Wikidata:Lexicographical data/Documentation

Other languages:

Deutsch • ‎English • ‎Türkçe • ‎dansk • ‎español • ‎français • ‎polski • ‎русский • ‎српски / srpski • ‎українська • ‎العربية • ‎中文 • ‎日本語 • ‎한국어

Overview

Documentation

Development

Tools

Support for Wiktionary

How to help

Lexemes

Discussion

Wikidata:Lexicographical data

This documentation page is currently being reworked. Some important changes may occur.

This is the main documentation page for lexicographical data on Wikidata. Since the new data system is not deployed yet, this documentation is incomplete and mostly based on the test system.
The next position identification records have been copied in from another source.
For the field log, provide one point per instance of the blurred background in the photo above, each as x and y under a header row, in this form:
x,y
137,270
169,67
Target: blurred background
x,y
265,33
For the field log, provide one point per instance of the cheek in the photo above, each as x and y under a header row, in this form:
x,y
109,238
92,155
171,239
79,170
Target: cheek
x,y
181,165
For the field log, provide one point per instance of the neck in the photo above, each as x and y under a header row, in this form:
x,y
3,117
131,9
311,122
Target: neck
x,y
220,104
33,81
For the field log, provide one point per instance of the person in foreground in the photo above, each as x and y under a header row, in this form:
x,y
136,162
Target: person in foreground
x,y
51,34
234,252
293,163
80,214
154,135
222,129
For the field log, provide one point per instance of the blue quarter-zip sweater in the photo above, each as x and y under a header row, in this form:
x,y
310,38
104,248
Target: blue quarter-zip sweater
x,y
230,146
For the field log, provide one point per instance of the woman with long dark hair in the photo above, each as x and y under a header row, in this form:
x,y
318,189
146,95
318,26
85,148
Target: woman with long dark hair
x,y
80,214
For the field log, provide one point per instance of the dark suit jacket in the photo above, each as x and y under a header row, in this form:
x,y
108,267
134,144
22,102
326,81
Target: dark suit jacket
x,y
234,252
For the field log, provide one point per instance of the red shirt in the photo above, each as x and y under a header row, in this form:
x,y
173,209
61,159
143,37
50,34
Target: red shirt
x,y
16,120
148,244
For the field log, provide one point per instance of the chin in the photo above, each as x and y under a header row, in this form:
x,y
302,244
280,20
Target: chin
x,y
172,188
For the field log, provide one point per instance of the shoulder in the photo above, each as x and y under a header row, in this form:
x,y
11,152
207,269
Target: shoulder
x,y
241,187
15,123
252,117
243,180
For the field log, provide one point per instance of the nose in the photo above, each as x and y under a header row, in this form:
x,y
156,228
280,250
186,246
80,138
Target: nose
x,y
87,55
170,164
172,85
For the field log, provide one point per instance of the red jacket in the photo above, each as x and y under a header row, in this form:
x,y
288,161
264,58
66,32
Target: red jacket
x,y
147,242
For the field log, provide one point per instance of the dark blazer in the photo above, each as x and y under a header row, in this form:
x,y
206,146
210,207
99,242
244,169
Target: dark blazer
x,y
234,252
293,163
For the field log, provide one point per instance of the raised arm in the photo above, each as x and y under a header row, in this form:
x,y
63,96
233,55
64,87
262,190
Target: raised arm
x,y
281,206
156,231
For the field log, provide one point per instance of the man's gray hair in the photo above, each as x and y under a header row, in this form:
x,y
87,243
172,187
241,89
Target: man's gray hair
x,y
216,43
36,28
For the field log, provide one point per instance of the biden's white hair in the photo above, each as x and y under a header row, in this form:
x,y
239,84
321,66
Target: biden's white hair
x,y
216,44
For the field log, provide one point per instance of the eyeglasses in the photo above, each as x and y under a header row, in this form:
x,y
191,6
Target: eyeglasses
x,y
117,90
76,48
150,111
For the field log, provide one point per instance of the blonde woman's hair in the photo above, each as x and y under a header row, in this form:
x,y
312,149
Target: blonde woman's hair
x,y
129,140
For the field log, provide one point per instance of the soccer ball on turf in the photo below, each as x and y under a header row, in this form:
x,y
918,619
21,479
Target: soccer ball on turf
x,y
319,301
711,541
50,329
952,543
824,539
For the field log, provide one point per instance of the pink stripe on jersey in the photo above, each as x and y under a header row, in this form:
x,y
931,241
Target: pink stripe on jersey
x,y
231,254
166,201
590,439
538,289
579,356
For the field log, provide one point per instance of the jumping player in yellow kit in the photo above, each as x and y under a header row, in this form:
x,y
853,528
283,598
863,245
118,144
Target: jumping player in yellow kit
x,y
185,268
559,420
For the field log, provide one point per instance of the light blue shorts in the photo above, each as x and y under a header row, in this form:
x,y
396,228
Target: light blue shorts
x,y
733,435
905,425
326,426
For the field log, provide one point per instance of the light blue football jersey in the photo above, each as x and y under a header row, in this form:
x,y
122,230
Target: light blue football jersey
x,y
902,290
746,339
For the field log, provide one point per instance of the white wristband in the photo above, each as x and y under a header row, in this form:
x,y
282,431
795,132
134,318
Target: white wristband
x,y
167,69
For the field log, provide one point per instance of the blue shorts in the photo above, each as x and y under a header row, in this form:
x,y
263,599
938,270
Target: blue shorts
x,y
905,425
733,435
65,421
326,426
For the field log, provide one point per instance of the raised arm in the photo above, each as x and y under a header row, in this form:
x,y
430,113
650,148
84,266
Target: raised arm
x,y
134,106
See also the technical documentation on extension WikibaseLexeme.

Introduction[edit]

Data Model[edit]

Visualization of the Lexeme data model

The data model of WikibaseLexeme describes the structure of the data that is handled as "Lexemes" in Wikibase. The text below is a summary; for more detailed information, see Extension:WikibaseLexeme/Data Model.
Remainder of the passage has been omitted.